March 15, 2026
Trump launched a refugee program for white South Africans in 2025.
While Trump has claimed that white South Africans face persecution in their home country, some have actually deemed it a safer option than the United States.
Initially, many white South Africans immigrated to the United States out of safety and persecution fears in the African nation. However, the “white flight” back to South Africa comes from the ongoing news of U.S. citizens’ killings, often at the hands of law enforcement, ICE agents, or random shooters with any motive to cause harm.
Some white South Africans have found the violence too much to handle, repatriating to South Africa for a better sense of safety.
“People are being shot in broad daylight. American citizens are being shot and killed,” shared Andrew Veitch, who moved to California in 2003, to Reuters. “I don’t want to live in a place like this.”
Many white South Africans who migrated out of the country received a warm welcome by U.S. President Trump. Trump had claimed that the group faced discrimination by their majority-Black government, an assertion denounced by the South African capital city of Pretoria.

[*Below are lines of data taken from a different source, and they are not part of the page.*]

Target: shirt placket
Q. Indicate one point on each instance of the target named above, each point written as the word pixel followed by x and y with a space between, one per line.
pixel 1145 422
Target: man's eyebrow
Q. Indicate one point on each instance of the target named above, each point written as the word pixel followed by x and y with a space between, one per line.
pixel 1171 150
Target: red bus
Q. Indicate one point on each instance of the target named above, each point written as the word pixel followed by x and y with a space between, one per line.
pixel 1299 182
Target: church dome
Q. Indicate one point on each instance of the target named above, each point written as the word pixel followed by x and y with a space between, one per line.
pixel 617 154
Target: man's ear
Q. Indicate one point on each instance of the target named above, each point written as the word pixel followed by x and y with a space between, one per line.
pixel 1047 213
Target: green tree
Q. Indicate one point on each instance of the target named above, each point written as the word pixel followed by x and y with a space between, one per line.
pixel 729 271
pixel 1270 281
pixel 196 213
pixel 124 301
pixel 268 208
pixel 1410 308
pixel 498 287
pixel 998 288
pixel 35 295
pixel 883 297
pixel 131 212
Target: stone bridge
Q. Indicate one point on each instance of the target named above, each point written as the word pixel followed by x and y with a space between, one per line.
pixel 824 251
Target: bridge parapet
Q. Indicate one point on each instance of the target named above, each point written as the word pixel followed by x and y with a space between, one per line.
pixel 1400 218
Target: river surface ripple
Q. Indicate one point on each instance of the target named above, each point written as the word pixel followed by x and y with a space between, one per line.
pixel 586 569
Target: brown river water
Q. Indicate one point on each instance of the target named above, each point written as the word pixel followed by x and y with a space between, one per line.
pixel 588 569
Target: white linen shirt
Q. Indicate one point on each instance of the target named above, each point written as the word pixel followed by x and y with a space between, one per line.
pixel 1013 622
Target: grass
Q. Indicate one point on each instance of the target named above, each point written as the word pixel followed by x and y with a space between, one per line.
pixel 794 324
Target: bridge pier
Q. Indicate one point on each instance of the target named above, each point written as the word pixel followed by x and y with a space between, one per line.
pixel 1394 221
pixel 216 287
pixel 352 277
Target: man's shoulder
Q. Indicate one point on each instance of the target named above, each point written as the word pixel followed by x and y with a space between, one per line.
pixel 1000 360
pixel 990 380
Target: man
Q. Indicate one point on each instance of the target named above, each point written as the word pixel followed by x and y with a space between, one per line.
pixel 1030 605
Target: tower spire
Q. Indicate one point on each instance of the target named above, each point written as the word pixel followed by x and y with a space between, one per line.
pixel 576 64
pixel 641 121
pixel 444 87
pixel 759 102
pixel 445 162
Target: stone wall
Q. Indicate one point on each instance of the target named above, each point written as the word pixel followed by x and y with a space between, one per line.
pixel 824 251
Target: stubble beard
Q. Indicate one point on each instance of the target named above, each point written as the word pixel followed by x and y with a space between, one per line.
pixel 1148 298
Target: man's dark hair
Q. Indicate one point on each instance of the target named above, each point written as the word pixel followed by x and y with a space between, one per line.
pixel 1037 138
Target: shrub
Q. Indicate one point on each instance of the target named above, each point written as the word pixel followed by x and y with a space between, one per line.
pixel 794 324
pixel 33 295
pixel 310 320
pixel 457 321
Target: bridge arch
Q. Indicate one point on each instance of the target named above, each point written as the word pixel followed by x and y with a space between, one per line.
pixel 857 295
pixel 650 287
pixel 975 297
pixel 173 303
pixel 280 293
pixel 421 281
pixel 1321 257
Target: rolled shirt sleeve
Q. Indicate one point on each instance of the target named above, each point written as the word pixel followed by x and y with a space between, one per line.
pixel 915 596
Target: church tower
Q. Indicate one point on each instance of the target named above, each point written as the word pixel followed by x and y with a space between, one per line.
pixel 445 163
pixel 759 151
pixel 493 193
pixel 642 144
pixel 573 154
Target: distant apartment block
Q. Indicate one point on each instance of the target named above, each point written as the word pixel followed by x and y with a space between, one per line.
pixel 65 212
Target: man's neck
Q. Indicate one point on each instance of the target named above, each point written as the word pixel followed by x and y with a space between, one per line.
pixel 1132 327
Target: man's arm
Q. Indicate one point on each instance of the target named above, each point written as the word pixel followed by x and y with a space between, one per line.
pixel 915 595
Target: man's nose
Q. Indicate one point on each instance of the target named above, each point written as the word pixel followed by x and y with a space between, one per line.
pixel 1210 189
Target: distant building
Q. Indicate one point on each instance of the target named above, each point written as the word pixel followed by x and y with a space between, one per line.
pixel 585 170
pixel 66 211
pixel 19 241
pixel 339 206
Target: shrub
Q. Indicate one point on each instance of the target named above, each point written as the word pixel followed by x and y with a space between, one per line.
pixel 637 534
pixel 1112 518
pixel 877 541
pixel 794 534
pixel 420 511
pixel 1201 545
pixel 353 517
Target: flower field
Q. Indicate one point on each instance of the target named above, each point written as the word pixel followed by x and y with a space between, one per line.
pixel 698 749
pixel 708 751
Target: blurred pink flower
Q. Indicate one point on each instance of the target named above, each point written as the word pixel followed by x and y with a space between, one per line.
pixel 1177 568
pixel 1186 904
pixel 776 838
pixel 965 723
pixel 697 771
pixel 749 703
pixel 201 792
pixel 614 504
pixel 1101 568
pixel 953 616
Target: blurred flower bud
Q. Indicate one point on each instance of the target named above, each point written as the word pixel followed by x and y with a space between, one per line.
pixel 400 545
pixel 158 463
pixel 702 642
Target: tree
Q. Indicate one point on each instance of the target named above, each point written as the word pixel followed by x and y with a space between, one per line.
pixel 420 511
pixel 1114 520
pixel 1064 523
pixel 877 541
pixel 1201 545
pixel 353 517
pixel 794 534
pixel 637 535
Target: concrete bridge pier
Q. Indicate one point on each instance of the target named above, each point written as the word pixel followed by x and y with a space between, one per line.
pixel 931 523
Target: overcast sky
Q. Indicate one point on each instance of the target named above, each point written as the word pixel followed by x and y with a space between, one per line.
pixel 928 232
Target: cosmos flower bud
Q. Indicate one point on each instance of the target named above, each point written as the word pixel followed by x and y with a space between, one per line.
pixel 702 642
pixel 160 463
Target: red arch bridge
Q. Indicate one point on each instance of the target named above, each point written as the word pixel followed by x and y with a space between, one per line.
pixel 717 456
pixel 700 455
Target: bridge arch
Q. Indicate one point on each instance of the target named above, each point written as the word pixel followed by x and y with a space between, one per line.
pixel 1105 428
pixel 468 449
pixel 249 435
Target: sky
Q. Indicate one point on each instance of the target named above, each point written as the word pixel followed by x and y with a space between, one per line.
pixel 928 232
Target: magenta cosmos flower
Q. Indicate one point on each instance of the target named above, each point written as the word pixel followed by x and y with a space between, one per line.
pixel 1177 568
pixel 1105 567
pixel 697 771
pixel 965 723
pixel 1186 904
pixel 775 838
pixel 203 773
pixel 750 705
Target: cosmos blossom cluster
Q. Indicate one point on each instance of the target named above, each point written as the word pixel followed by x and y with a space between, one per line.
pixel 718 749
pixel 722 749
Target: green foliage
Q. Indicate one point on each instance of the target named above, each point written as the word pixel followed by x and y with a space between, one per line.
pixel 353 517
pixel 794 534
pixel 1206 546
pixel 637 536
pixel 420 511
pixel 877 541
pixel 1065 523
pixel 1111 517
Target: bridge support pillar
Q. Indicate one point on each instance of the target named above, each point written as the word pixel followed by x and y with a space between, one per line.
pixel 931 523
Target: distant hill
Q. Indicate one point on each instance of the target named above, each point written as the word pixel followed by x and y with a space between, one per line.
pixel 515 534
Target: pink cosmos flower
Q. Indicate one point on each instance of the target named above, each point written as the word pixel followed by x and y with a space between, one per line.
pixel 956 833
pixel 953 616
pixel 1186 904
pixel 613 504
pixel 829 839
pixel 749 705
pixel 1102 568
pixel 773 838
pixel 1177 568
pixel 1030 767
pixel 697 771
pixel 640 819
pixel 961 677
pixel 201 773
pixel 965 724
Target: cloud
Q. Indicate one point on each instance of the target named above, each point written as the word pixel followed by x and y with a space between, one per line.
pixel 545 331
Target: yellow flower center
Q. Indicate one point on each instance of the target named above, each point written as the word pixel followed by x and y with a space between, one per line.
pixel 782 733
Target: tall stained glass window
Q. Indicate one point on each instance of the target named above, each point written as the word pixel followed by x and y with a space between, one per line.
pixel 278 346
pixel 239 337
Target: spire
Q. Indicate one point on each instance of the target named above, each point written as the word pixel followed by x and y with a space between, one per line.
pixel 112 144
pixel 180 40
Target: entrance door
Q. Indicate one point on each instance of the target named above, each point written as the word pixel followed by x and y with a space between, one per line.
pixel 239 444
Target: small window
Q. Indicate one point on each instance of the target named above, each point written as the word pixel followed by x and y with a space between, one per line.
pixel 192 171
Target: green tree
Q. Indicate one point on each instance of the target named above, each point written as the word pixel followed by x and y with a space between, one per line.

However, the end of apartheid also resulted in the end of white-minority rule, allowing for more agency and political positions for native Black South Africans. Under claims of job search difficulty and high crime, white South Africans sought livelihoods elsewhere.

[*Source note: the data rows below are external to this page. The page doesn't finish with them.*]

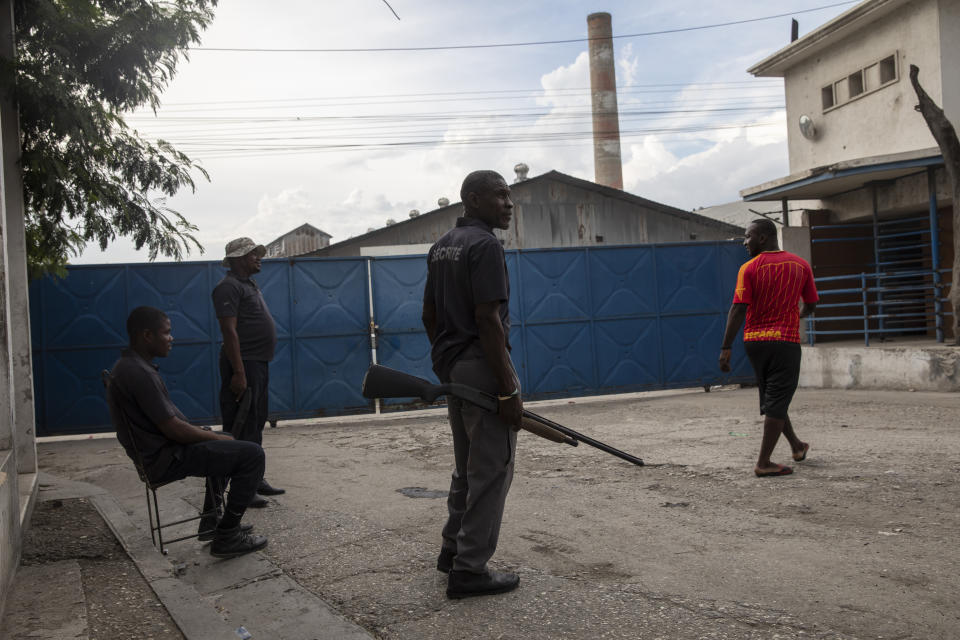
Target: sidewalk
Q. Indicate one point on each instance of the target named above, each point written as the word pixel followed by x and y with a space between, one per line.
pixel 858 543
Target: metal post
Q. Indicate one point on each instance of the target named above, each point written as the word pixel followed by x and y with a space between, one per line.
pixel 373 328
pixel 935 252
pixel 866 310
pixel 876 256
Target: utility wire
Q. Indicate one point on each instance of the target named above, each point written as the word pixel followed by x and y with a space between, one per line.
pixel 520 44
pixel 391 9
pixel 763 83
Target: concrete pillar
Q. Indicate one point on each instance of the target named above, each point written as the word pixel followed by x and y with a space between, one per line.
pixel 607 166
pixel 14 235
pixel 10 521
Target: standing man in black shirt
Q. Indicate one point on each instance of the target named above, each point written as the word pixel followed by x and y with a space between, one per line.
pixel 170 447
pixel 466 315
pixel 249 340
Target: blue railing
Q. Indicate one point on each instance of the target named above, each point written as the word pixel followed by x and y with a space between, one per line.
pixel 876 312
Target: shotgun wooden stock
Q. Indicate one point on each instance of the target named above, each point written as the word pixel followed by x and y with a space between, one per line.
pixel 384 382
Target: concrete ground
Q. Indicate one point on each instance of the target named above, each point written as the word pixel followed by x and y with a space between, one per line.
pixel 859 543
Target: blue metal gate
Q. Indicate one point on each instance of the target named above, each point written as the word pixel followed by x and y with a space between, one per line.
pixel 585 321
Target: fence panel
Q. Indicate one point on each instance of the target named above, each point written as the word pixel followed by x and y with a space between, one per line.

Now, those who ventured to the U.S. have opted to reclaim their citizenship and head back to the southern hemisphere. A new “Return to South Africa” movement has also sparked across the United States and Europe, despite Trump’s own refugee program for Afrikaners. Around 3,500 white South Africans have come to the U.S. through this program, although global sentiment toward life in South Africa has shifted.
“My heart is just full of gratefulness to be here,” shared Naomi Saphire, who returned to South Africa after raising her young family in North Carolina. “The U.S. has been really good to me (but) I just felt like I was depriving my kids of this life.”

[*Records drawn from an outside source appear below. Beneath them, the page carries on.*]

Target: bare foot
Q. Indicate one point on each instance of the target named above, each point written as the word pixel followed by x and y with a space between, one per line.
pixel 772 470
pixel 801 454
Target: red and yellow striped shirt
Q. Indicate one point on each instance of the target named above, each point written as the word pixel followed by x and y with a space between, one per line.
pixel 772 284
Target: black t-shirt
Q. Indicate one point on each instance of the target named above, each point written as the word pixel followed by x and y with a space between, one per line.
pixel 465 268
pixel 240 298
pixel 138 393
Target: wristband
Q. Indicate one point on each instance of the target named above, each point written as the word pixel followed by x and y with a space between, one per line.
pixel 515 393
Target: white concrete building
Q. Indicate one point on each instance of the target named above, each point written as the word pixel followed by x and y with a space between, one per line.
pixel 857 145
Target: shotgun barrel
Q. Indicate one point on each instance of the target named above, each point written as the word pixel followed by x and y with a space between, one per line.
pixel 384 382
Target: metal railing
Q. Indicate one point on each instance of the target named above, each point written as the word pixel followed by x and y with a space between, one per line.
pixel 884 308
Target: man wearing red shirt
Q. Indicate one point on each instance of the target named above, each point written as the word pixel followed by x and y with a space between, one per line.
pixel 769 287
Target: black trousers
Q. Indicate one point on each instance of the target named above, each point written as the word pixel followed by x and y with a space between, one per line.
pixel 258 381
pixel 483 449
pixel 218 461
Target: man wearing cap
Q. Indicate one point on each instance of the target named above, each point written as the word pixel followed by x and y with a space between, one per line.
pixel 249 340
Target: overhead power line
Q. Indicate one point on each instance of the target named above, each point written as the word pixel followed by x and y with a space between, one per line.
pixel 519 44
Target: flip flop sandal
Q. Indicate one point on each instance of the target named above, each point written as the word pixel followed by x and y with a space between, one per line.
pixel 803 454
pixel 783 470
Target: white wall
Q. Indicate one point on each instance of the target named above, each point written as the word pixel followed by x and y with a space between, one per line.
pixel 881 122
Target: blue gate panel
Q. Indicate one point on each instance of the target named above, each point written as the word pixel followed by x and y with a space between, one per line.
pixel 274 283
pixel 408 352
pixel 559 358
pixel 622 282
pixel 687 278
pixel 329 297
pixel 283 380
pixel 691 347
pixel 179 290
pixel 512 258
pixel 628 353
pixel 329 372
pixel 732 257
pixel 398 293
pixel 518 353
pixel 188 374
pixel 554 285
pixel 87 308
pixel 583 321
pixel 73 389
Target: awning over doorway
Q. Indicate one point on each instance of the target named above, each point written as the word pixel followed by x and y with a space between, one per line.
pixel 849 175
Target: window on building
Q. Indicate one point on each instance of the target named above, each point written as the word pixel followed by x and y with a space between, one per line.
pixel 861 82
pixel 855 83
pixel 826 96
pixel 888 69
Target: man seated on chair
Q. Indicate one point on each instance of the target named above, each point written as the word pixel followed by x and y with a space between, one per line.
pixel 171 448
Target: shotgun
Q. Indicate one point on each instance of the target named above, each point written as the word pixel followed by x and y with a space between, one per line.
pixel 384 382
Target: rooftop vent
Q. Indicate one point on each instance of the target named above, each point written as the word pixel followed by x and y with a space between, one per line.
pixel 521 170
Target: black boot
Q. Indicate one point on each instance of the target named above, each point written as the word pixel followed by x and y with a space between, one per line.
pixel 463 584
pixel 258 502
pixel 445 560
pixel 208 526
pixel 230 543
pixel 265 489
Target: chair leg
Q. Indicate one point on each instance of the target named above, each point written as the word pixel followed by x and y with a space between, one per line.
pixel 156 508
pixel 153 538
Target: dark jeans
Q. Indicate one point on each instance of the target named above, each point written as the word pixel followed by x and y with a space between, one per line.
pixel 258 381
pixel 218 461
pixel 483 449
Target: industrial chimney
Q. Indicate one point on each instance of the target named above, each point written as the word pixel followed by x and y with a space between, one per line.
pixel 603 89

Several claims that white people remain disenfranchised in South Africa lack statistical backing. The unemployment rate for Black people grossly overshadows the rates for whites, listed at 35% and 8%, respectively, from data obtained by Stats SA and shared on the news outlet.
Other statistics, such as farm murders, also negatively impact Black South Africans more. This, alongside the growing repatriation movement, further undermines Trump’s refugee program.